Organisation and governance

Governance follows statutory frameworks underpinning foundation trust models instituted under the National Health Service Act 2006 and subsequent regulations overseen by NHS Improvement. The trust board comprises executive and non-executive directors, with non-executive roles reflecting stakeholder representation similar to governance in trusts such as Oxford University Hospitals NHS Foundation Trust and Cambridge University Hospitals NHS Foundation Trust. Clinical leadership spans nurse directors, medical leads and allied health professional heads, engaging professional bodies like the Royal College of General Practitioners and Royal College of Physicians. Local scrutiny occurs via health overview and scrutiny committees within West Sussex County Council and Brighton and Hove City Council, while patient voice mechanisms mirror models used by Healthwatch England and Patient and Public Involvement frameworks.

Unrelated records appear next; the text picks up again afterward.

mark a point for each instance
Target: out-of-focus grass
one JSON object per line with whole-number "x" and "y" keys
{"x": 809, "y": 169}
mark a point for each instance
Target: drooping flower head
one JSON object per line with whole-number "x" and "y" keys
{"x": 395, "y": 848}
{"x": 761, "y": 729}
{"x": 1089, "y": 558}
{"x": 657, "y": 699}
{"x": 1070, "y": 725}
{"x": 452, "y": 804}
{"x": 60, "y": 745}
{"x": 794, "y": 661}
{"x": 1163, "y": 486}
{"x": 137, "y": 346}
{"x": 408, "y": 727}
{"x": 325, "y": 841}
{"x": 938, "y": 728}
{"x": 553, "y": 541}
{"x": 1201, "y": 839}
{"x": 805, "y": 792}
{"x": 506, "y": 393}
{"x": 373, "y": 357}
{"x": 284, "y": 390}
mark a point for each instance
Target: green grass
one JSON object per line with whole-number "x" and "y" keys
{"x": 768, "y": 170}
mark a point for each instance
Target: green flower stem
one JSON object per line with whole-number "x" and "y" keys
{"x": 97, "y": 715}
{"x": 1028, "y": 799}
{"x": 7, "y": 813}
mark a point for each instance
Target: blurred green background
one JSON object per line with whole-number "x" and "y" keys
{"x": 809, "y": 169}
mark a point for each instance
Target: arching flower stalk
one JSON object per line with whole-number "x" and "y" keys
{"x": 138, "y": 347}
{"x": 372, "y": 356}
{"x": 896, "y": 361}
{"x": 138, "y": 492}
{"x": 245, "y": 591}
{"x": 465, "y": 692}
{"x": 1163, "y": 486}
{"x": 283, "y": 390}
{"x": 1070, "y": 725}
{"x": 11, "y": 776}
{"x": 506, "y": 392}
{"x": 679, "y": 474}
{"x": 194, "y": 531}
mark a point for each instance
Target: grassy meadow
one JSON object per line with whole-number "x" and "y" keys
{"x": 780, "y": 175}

Performance and inspections

The trust is subject to regulatory assessment by the Care Quality Commission using inspection frameworks also applied to Birmingham Community Healthcare NHS Foundation Trust and other community providers. Performance metrics cover patient safety, effectiveness, responsiveness and leadership, comparable to reporting structures used by NHS Digital and national benchmarking by NHS England. Episodes such as winter pressures, elective recovery work and pandemic-response performance have been evaluated alongside acute sector partners like East Sussex Healthcare NHS Trust. Workforce indicators relate to staffing benchmarks advocated by the NHS Staff Council and professional standards issued by the Nursing and Midwifery Council.

Facilities and locations

Services are delivered from a network of bases, clinics and outreach sites across urban and rural settings including towns such as Brighton, Hove, Chichester, Hastings, Worthing, Crawley and Lewes. The trust utilises community hospitals, health centres and school premises similar in model to facilities used by Queen Victoria Hospital outreach services and community estates strategies advocated by NHS Property Services. Mobile units and domiciliary teams extend reach into more remote communities along the Sussex coastline and inland districts.

Partnerships and community engagement

The trust collaborates with acute trusts including Brighton and Sussex University Hospitals NHS Trust and Surrey and Sussex Healthcare NHS Trust, social care partners in county councils, voluntary organisations such as Macmillan Cancer Support for palliative services and charities including Age UK and Carers UK for carer support. Academic and training links involve institutions like the University of Sussex and University of Brighton for workforce development and research projects similar to collaborations seen with King's College London and University College London in other NHS contexts. Community engagement channels include local Healthwatch branches, patient participation groups and joint initiatives with public health teams from East Sussex County Council.

Finance and funding

Funding streams comprise NHS commissioning allocations managed through local NHS commissioning structures influenced by Clinical Commissioning Groups predecessors and integrated care arrangements under Integrated Care Systems. The trust's financial position reflects service demand, efficiency programmes and capital planning processes comparable to other foundation trusts such as Cambridge University Hospitals NHS Foundation Trust. Budgetary oversight aligns with national controls exercised by NHS England and financial reporting standards set under UK public sector accounting regimes.